There are essentially two ways you can go about in storing solutions to problems, and they are:

  1. Memoization (Top-Down Approach)
  2. Tabulation (Bottom-Up Approach)

In the Top-Down Approach, the general code structure would look something like:

def top-down(n):
if memo[n] is not initialized:
    # the epsilon below represents some computation that you do which is stored in memo
    # usually the computation will involve some recursive call that approaches the base case
    memo[n] = ... 
return memo[n]

Because this approach involves solving subproblems by tracing back to the base case, it is called a top-down approach. When we want to find a solution to the nth problem, we search for an answer to the n-1 th, n-2 th problem, and so on until the base case.

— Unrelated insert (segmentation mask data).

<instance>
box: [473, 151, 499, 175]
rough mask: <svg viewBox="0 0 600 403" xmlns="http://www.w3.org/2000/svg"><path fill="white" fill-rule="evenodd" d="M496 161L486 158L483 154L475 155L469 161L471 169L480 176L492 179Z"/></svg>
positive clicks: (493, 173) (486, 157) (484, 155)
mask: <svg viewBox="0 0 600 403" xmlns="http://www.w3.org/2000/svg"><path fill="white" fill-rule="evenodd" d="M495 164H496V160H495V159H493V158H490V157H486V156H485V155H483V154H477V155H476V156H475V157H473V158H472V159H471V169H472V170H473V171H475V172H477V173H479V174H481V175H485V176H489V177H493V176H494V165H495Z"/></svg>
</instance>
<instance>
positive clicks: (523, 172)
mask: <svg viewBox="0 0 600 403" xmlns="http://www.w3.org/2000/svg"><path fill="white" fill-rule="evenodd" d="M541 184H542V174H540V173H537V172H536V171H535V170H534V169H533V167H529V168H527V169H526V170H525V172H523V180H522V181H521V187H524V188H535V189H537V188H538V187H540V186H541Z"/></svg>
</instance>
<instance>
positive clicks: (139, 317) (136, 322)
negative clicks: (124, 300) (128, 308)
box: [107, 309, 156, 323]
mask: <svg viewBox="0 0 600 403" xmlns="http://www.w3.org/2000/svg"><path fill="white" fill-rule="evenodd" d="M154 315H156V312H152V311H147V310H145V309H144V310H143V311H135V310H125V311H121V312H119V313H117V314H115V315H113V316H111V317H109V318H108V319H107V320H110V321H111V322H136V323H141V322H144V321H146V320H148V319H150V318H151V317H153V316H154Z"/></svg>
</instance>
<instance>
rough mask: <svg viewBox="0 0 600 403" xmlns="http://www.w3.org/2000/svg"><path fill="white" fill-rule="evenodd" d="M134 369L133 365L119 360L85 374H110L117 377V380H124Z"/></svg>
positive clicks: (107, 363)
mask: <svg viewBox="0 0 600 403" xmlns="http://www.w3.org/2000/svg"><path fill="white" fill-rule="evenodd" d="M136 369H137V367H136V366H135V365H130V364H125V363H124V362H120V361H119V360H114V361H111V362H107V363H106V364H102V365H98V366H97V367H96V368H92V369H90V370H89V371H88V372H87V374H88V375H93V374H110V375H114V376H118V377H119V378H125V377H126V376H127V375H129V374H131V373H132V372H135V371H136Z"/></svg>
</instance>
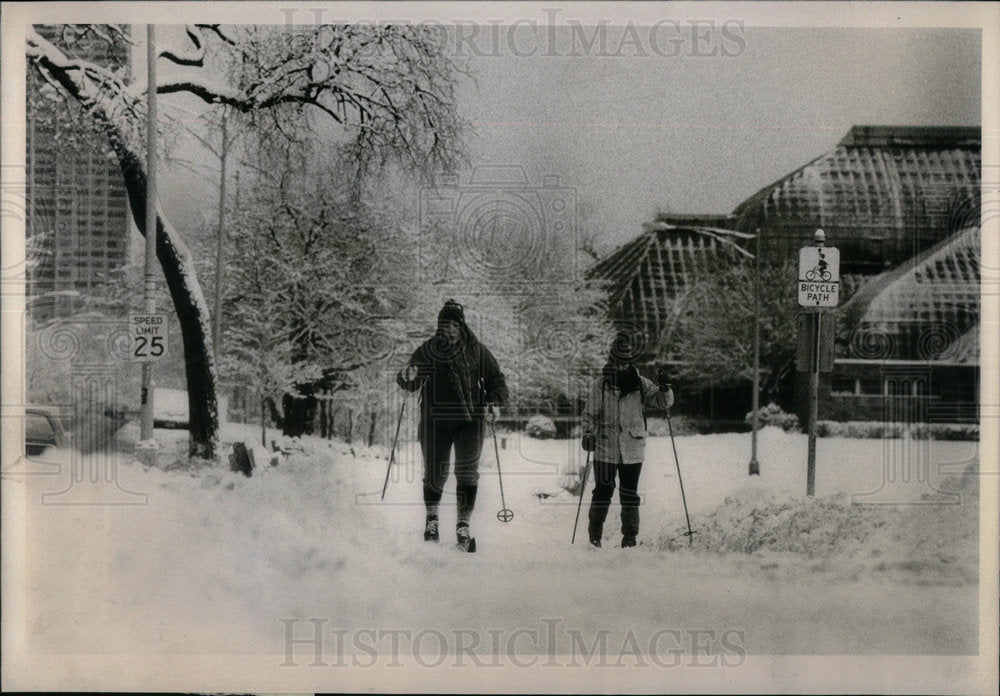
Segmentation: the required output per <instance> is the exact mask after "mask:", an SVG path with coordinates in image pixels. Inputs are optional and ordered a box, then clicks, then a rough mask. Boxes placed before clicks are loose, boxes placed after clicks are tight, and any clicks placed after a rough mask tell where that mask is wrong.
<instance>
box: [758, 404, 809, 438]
mask: <svg viewBox="0 0 1000 696" xmlns="http://www.w3.org/2000/svg"><path fill="white" fill-rule="evenodd" d="M758 414H759V417H760V427H762V428H764V427H766V426H768V425H773V426H775V427H777V428H781V429H782V430H784V431H785V432H786V433H797V432H800V431H801V430H802V428H801V427H799V417H798V416H796V415H795V414H794V413H785V412H784V411H782V410H781V407H780V406H778V404H776V403H774V402H771V403H769V404H768V405H767V406H764V407H762V408H760V409H758ZM744 420H746V422H747V423H750V424H753V411H750V412H749V413H747V415H746V418H745V419H744Z"/></svg>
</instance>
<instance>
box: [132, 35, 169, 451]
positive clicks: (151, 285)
mask: <svg viewBox="0 0 1000 696" xmlns="http://www.w3.org/2000/svg"><path fill="white" fill-rule="evenodd" d="M146 65H147V70H148V80H147V87H146V98H147V100H148V107H147V113H146V263H145V273H144V283H143V295H144V299H145V306H144V310H145V314H146V316H147V317H150V318H152V317H155V316H157V315H156V28H155V27H154V25H152V24H149V25H147V27H146ZM130 330H131V329H130ZM164 333H166V330H165V328H164ZM165 348H166V346H164V349H165ZM133 352H134V348H133ZM150 357H152V356H150ZM153 359H155V358H153ZM153 389H154V385H153V363H152V362H151V360H149V359H145V360H143V363H142V397H141V401H140V403H141V406H142V411H141V421H140V423H141V424H140V429H139V437H140V439H141V440H142V442H143V443H145V444H148V445H149V446H143V447H137V448H136V455H137V456H138V457H139V458H140V459H145V458H148V459H149V460H150V461H143V463H144V464H147V465H150V466H151V465H153V464H154V463H155V461H153V460H155V457H156V445H155V444H154V443H153V442H152V440H153Z"/></svg>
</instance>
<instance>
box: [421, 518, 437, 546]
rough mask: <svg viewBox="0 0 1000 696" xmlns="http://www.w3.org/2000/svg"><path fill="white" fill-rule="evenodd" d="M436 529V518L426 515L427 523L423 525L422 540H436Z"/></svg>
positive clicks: (436, 527) (431, 540)
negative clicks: (423, 531)
mask: <svg viewBox="0 0 1000 696" xmlns="http://www.w3.org/2000/svg"><path fill="white" fill-rule="evenodd" d="M437 540H438V531H437V518H436V517H428V518H427V523H426V524H425V525H424V541H437Z"/></svg>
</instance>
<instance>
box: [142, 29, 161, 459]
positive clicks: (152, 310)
mask: <svg viewBox="0 0 1000 696" xmlns="http://www.w3.org/2000/svg"><path fill="white" fill-rule="evenodd" d="M146 64H147V71H148V81H147V82H148V86H147V91H146V98H147V100H148V107H147V111H146V259H145V268H144V274H143V275H144V282H143V296H144V301H145V308H144V311H145V312H146V314H155V313H156V236H157V230H156V228H157V225H156V28H155V26H154V25H152V24H149V25H147V27H146ZM154 388H155V384H154V382H153V364H152V362H149V361H146V362H143V363H142V399H141V405H142V412H141V424H140V429H139V430H140V432H139V437H140V439H141V440H143V441H151V440H152V439H153V390H154ZM148 451H149V453H150V456H151V457H155V456H156V454H155V445H153V446H152V447H151V448H148ZM148 463H149V464H152V462H148Z"/></svg>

In the Bottom-Up Approach, it is simply the opposite. We first compute solutions to all the possible base cases and then work up from there to reach the solution we want. A general code structure for the tabulation approach would look something like:

def bottom-up(n):
    for i = 1 to i = n:
        table[i] = ...
    return table[n]

So now that you know the two approaches to DP, which approach should you use? As with almost any answer, it depends. Generally, you would want to use the top-down approach if not all solutions to subproblems need to be computed. This would save unnecessary computation time that is needed when using the bottom-up approach. Conversely, you should use the bottom-up approach if solutions to all subproblems need to be computed anyways since it prevents recursive call overheads that would almost always make the bottom-up approach faster.

At this point, I believe you've learned all you need to know about Dynamic Programming such that we are ready to work on our first problem in the next chapter of the series. Thanks for reading and until then!